Wild Once More | Aliyah Winter, Connor Fitzgerald, Daniel John Corbett Sanders, Laura Duffy, Neihana Gordon-Stables, Sorawit Songsataya | Te Tuhi at Silo 6, Tāmaki Makaurau

12.04.22 | written by Robbie Handcock



Working in the arts in Aotearoa means you inevitably work with friends. The mixing of the personal and the collegial is hard to avoid in an industry and country of this size. Wild Once More, an offsite Te Tuhi exhibition held at Wynyard Quarter’s Silo 6, developed from a podcast series I hosted for CIRCUIT. Titled Popular Glory: Contemporary Queerness and the Moving Image, it involved a series of interviews with “a range of Aotearoa artists working in moving image who employ queerness as identity, content and strategy” and also comprised mainly of friends. Four artists from this series — Aliyah Winter, Daniel John Corbett Sanders, Laura Duffy, and Neihana Gordon-Stables — along with Connor Fitzgerald and Sorawit Songsataya came to constitute the exhibition Wild Once More. In the spirit of full disclosure, the exhibition was initiated by me but due to workload and personal circumstances, it was another podcast interviewee, the artist Christopher Ulutupu, who ultimately curated this exhibition. 

Curatorially, the works are divided into two groupings. The first grouping — titled Glancing into the wilderness— includes works by Aliyah, Sorawit and Laura that “evoke disruption and rupture the very fabric of reality.”1 The visitor is greeted by Aliyah’s restoration fibre song (2022), a poetic text-based ‘choose your own adventure’ type game controlled by an ergonomic mouse on a metallic silver-surfaced table. On a black screen, the sentence, “You wake up, swathed in white cloth” appears in white and purple text, with the purple indicating clickable options. The visitor clicks through until they reach a screen with the word “YOU” in purple, repeated multiple times like lines on a chalkboard. Each “YOU” leads to a different outcome, but it’s unclear exactly how many adventures there actually are. One outcome reads, “This is a song sung only for you. When you was not yet you. What I was not yet I. When I was still you. When you were the song.” Another outcome reads “You have shattered” and then cuts quickly to a bright pink screen filled with zeros and parentheses.
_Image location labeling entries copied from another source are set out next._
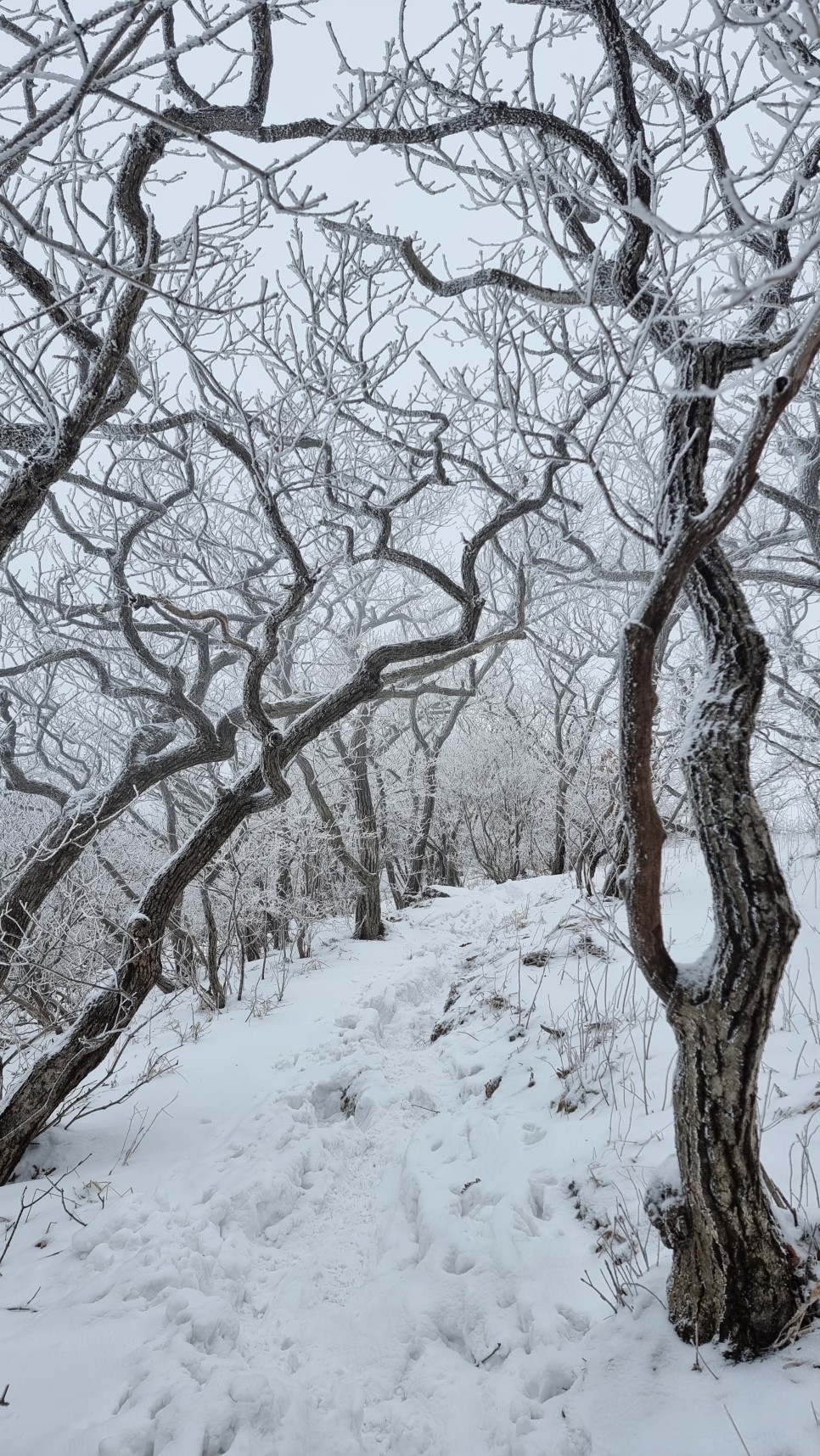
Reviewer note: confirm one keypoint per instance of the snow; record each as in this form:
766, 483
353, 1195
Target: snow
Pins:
315, 1234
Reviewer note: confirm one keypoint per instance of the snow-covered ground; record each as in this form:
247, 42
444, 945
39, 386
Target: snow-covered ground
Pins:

Comfort zone (2021) by Sorawit features footage of kōtuku (white heron) nesting sites in South Westland. Common in Asia, kōtuku have only one known nesting site in Aotearoa. Sorawit’s footage of this comparatively rare bird is interspersed with digital drawings of kōtuku and 3D animations of bridges that are overlaid with interview-style narration. Continuing Sorawit’s interest in interrogating ecological histories, Comfort zone honours kōtuku in Aotearoa. Similarly set in nature, Laura’s what lives in the lacunae? (2022), offers a darkly fantastical night-time forest populated by freakish elven characters. Donning bleach-blond wigs, pointed ears, and red contact lenses, these characters roam the night in a Mulholland Drive kind of darkness. This allusion is amplified by my own sapphic reading of the work, but the manic laughter of the characters sans audio feels joyfully Lynchian.
Aliyah Winter, restoration fibre song, 2022 (still). 
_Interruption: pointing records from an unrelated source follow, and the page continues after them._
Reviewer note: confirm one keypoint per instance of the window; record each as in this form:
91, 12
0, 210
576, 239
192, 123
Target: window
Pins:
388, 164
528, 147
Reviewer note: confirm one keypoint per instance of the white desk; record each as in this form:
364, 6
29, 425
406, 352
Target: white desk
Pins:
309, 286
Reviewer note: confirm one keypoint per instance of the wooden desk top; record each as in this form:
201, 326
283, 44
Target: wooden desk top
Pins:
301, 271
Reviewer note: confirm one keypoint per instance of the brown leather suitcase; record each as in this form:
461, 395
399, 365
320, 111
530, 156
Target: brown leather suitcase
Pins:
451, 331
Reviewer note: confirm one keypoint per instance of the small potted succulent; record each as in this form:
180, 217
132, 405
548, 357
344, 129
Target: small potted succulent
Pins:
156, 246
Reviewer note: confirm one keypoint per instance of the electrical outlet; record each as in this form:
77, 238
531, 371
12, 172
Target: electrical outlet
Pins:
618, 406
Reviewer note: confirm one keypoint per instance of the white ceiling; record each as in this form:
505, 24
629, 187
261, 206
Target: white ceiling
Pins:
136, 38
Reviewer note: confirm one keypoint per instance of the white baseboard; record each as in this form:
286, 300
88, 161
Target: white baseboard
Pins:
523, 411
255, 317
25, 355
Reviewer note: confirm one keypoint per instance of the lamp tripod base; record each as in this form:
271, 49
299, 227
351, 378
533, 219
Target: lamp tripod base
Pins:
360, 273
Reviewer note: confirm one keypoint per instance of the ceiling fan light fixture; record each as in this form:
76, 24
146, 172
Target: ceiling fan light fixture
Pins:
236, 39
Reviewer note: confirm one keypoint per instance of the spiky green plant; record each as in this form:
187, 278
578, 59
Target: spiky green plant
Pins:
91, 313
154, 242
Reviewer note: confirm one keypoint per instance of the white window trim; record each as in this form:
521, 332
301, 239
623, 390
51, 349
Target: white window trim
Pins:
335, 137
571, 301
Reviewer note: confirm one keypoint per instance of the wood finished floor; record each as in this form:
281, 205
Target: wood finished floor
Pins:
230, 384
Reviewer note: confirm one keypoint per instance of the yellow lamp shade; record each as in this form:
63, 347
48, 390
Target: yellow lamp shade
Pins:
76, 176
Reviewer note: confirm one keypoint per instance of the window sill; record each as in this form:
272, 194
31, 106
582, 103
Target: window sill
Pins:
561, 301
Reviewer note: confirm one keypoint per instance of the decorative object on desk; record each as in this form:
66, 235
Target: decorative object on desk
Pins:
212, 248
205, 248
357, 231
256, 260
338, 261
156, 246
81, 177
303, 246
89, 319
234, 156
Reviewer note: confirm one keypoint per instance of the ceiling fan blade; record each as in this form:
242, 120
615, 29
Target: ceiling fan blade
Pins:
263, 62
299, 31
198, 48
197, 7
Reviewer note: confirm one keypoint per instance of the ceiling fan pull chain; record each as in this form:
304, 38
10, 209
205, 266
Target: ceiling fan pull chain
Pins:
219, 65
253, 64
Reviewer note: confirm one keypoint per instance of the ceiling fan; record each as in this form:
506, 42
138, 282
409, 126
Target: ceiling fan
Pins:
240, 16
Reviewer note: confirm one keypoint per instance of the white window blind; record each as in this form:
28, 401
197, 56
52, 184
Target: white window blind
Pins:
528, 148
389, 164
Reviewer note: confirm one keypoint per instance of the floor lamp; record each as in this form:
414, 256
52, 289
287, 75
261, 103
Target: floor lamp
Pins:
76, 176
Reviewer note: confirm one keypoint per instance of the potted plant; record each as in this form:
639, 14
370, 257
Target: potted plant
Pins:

Sorawit Songsataya, Comfort zone, 2021 (still). Video. Voice by Awa Puna (Ngāti Kahungunu ki Wairoa). 10 mins.

Laura Duffy, what lives in the lacunae?
, 2022 (still). Video. 15 mins 20 secs.

The second grouping, titled Viewing the undercommons, links Niehana, Connor, and Dan’s works which collectively examine the camera as an apparatus: as a tool for both representation and exposure. Neihana’s You are a Star (2022) completes his Queer praxis trilogy (following I like this queer scene but I’ve slept with both of them, 2017, and Congrats on your versatility, 2019). Possibly incorporating Neihana’s community work with Rainbow Youth for the first time, You are a Star focuses on issues of housing insecurity affecting takatāpui youth in Aotearoa. Told through the friendship between two characters, the straightforward narrative approach feels very like a short film. However this comment isn’t intended as a critique. In my conversation with Neihana and Dan for the CIRCUIT podcast, both spoke of the frustration of the “gay tragedy” trope that exists in film and media. You are a Star continues Neihana’s use of humour and lightness to counter this mode of storytelling and, in this instance, is charming in its earnestness.

Also on the subject of friendship and similarly earnest is Connor’s Love Letter (2022). Following her feature length work Towards the Sun (2021), shown as part of Artspace’s annual new artists show Cruel Optimism, Love Letter is a similarly long-form film. More atmospheric than narrative, the work follows a weekend trip away with friends capturing moments of intimate playfulness. According to the exhibition text, the work is quite literally a love letter to friends, and positions friendship as an issue of trans safety. Dan’s Queen of the round table (2022) employs a documentary style of filming, the subject of which is a queer activist. Dan follows them around their abundantly decorated house with the camera as they discuss their activism work and morbidly rehearse their own funeral. The film ends with an at-home karaoke rendition of What a Difference a Day Makes. Queen of the round table aims to hand over autonomy to its subject; to direct the director.
Neihana Gordon-Stables, You are a Star, 2022 (still). Video. 5 mins 45 secs. 

Connor Fitzgerald, Love Letter, 2022 (still). Video. 53 mins.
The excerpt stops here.